Brendan James and Charles Langford's direction of Suddenly Last Summer, was fecund with Tennessee Willliams' metaphor and symbolism in both the stagecraft and aesthetic of the performance. But let's start with the stagecraft, shall we? I loved the business each character had when they were on stage; whether it be twirling a tennis racket, lighting a cigarette in the darkness or simply just sitting in the darkness, lost in the characters daydreams. Supported by Brandt Laing's lighting design, I loved the balance of light and dark on stage and how not all characters were lit but were still participants in the action on stage. Similarly, I loved the symbolic nature of the characters moving in and out of the light, just like we do in our everyday trials and tribulations.

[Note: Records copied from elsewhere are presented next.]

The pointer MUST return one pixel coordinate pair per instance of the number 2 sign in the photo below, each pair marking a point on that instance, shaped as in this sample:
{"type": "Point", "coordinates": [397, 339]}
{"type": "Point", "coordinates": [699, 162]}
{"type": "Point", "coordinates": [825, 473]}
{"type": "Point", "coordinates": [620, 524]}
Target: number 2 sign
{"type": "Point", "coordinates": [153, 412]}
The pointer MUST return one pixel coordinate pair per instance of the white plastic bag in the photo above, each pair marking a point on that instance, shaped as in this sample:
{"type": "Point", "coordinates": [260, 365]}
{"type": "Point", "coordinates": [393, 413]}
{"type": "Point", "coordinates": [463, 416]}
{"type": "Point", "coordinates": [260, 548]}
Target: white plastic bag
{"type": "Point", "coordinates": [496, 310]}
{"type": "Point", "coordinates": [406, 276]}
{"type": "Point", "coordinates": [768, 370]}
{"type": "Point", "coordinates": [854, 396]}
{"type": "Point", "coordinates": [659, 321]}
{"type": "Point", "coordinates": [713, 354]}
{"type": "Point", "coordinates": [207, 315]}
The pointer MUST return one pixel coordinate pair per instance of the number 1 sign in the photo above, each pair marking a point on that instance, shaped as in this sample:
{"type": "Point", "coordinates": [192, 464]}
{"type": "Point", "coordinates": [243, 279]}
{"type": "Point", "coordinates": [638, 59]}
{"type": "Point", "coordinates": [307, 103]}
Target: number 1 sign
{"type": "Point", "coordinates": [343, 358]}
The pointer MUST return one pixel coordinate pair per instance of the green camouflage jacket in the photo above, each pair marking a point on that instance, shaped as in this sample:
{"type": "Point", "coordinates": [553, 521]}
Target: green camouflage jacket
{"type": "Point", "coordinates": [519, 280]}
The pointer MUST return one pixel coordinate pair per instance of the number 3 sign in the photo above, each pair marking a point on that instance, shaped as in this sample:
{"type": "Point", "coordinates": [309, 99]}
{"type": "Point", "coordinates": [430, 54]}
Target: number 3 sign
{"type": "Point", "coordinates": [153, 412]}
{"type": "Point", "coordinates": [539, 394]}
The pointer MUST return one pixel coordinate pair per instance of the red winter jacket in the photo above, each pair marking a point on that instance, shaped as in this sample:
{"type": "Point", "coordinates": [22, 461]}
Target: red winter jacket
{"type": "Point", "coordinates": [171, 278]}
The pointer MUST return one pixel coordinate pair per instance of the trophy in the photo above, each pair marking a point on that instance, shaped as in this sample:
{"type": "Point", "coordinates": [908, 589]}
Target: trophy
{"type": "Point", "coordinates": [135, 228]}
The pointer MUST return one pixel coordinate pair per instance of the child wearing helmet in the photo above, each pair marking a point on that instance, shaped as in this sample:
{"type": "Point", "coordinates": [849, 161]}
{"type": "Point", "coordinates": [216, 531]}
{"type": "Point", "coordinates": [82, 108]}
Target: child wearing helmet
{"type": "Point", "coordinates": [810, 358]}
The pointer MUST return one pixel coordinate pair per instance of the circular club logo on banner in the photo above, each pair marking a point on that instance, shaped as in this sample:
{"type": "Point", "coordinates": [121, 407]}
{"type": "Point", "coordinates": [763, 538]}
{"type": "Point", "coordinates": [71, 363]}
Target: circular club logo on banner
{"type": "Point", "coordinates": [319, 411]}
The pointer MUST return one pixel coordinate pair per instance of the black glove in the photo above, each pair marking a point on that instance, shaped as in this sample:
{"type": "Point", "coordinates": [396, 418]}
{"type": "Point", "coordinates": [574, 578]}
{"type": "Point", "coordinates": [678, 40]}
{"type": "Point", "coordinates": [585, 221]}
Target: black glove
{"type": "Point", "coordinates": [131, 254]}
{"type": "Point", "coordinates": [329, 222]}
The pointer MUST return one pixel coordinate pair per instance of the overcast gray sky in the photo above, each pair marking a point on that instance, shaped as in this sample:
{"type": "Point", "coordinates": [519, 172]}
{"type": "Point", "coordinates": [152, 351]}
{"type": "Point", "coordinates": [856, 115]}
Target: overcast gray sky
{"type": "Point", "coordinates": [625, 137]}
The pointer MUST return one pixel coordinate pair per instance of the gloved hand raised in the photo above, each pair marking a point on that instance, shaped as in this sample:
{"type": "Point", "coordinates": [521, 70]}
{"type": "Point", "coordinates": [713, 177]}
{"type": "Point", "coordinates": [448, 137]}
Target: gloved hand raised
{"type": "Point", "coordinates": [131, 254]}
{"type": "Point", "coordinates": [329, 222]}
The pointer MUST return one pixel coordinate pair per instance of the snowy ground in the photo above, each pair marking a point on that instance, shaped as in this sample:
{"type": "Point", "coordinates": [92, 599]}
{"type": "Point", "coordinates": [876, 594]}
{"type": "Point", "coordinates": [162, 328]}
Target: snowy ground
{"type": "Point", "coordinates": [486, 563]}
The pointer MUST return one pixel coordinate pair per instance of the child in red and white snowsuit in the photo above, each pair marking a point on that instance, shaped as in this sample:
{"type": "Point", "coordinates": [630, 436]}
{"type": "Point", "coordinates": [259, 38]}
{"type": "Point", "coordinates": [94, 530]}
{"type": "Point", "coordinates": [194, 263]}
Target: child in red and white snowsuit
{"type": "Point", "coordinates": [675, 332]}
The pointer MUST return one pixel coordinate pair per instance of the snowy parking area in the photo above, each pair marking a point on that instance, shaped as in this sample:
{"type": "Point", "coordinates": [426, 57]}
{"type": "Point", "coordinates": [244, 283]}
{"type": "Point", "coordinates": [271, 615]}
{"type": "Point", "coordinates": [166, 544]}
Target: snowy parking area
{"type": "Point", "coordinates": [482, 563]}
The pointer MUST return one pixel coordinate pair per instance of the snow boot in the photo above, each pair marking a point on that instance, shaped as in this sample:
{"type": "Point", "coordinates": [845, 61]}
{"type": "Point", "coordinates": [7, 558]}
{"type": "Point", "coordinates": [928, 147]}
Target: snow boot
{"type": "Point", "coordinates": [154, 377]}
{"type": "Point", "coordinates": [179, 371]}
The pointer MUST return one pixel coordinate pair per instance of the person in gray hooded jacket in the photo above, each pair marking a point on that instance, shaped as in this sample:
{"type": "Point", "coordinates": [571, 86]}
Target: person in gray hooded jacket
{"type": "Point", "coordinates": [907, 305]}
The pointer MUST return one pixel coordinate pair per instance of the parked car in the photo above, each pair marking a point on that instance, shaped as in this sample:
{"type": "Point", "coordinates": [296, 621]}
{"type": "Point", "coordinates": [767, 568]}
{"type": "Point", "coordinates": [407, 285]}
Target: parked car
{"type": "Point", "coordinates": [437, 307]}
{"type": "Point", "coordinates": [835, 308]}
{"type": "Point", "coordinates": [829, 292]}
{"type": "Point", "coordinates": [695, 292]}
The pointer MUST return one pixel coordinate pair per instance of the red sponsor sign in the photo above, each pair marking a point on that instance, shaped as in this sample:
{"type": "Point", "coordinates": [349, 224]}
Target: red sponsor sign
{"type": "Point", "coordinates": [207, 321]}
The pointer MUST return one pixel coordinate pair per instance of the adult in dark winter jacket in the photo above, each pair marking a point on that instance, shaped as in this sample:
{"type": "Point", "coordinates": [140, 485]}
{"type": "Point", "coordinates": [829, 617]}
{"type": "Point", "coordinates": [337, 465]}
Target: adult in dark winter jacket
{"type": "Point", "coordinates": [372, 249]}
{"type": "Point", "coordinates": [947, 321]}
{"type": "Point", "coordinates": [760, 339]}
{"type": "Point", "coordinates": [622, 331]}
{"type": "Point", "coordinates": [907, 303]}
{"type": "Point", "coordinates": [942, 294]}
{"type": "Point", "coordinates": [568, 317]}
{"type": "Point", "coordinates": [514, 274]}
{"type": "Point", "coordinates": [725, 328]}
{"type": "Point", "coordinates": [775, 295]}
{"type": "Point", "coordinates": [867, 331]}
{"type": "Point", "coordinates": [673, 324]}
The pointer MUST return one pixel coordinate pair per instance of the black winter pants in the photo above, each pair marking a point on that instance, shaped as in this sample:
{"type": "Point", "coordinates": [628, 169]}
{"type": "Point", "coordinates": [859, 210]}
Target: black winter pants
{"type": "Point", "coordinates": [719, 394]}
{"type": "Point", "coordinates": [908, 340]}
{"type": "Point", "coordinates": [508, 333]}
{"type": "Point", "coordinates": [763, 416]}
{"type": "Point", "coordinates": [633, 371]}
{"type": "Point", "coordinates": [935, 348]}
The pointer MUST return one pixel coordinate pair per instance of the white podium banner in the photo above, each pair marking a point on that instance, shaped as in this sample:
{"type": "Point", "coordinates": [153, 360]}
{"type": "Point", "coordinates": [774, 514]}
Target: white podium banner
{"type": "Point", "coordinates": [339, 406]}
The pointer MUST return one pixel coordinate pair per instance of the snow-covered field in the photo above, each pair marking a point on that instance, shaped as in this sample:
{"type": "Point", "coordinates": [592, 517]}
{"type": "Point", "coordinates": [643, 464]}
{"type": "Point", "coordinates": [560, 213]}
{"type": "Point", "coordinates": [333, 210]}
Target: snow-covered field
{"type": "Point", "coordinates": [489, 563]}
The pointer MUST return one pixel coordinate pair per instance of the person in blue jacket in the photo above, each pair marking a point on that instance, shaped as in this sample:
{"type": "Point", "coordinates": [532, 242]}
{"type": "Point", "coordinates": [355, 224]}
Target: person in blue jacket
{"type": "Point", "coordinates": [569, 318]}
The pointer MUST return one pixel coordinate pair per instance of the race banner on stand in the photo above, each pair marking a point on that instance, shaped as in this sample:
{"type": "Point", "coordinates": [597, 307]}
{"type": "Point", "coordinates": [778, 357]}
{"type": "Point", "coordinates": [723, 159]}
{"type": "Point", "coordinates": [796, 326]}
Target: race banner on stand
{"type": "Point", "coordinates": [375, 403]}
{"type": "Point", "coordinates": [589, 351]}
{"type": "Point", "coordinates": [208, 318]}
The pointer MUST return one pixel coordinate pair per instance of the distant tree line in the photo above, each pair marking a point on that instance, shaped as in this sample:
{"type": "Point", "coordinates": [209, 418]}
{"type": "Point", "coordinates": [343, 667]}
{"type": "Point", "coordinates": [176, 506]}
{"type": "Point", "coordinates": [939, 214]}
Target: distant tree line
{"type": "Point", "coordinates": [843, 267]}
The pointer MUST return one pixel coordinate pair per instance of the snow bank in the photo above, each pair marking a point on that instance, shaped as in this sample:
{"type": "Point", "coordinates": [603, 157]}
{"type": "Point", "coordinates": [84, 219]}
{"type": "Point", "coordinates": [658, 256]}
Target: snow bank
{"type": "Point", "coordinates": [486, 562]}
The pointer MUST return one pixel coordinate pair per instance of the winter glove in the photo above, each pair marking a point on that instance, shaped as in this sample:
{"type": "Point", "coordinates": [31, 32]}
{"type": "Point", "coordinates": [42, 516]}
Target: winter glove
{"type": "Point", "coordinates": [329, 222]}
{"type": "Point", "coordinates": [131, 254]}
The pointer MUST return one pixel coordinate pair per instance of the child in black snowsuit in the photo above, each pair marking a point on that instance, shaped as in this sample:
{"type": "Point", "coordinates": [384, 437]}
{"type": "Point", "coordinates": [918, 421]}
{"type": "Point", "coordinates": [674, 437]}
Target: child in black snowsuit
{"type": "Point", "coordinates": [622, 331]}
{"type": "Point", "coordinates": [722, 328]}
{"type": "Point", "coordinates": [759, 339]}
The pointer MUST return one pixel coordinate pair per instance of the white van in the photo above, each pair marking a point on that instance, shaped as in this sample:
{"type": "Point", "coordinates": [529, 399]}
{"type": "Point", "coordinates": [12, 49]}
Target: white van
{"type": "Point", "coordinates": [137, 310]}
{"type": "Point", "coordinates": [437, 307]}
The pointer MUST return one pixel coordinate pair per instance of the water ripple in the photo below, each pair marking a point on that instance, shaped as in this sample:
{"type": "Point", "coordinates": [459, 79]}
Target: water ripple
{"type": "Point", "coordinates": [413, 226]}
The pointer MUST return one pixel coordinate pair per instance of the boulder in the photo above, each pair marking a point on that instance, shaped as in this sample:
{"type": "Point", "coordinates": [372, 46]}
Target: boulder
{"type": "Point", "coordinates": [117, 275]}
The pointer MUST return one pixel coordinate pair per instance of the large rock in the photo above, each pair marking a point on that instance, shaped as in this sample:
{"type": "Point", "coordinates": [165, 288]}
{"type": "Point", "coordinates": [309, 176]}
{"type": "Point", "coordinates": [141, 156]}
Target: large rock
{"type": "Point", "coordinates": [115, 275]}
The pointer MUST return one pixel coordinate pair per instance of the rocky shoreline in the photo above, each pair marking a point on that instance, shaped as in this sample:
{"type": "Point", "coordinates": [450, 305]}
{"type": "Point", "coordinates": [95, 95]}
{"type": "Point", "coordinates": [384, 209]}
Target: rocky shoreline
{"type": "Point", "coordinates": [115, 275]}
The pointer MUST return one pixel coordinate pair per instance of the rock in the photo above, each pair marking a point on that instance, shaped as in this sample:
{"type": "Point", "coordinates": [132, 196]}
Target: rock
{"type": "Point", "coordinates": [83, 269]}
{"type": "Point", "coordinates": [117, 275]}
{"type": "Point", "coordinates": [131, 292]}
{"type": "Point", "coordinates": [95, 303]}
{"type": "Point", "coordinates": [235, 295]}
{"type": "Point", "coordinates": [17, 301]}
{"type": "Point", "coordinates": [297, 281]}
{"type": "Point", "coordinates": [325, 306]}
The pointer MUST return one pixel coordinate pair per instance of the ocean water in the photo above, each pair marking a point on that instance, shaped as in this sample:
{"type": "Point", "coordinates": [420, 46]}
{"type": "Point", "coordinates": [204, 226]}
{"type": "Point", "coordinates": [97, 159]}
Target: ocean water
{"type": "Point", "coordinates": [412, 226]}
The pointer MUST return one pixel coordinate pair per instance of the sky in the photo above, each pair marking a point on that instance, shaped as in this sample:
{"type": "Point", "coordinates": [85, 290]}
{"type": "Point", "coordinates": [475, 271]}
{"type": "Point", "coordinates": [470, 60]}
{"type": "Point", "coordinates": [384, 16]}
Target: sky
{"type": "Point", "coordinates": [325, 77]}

Review | Suddenly Last Summer by Growl Theatre

The set, created by the directors themselves, consisted of a plethora of vines and foliage of all different shapes, sizes and textures, making the audience feel like they were peering into a tropical snow globe of sorts. It was a feat for the senses and was the most perfect backdrop for a narrative that, for the most part, felt devoid of colour. Speaking of colour, I loved the playful rapport between Marian Jones (Mrs Holly), Lachlan Driscoll (George Holly) and Catherine Holly (Bianca Butler Reynolds). Their conversions and witty remarks had me laughing hysterically from my seat in the third row. I found myself counting down the minutes until they next appeared on stage as it was such a joy to watch them play off of each other. Needless to say, for me their scenes were truly the highlight of the show.

Review | Suddenly Last Summer by Growl Theatre

Reynolds was formidable as Catherine as she added such nuances to her character's emotional trauma. It was such a treat to watch the commitment that Reynolds made to her characters vulnerabilities and the depth in which she went to portray this character as not a frail woman, as many before her have done, but transforming her fragility to that of strength and endurance. Reynolds and Daren King (Doctor Cukrowicz) had lovely rapport, with King bringing such substance to a character whose thinking and actions towards the end of the play challenge the system that Williams warns us about.

Overall, it was a very enjoyable night of theatre, albeit socially distanced. I can't wait to see what this company does next.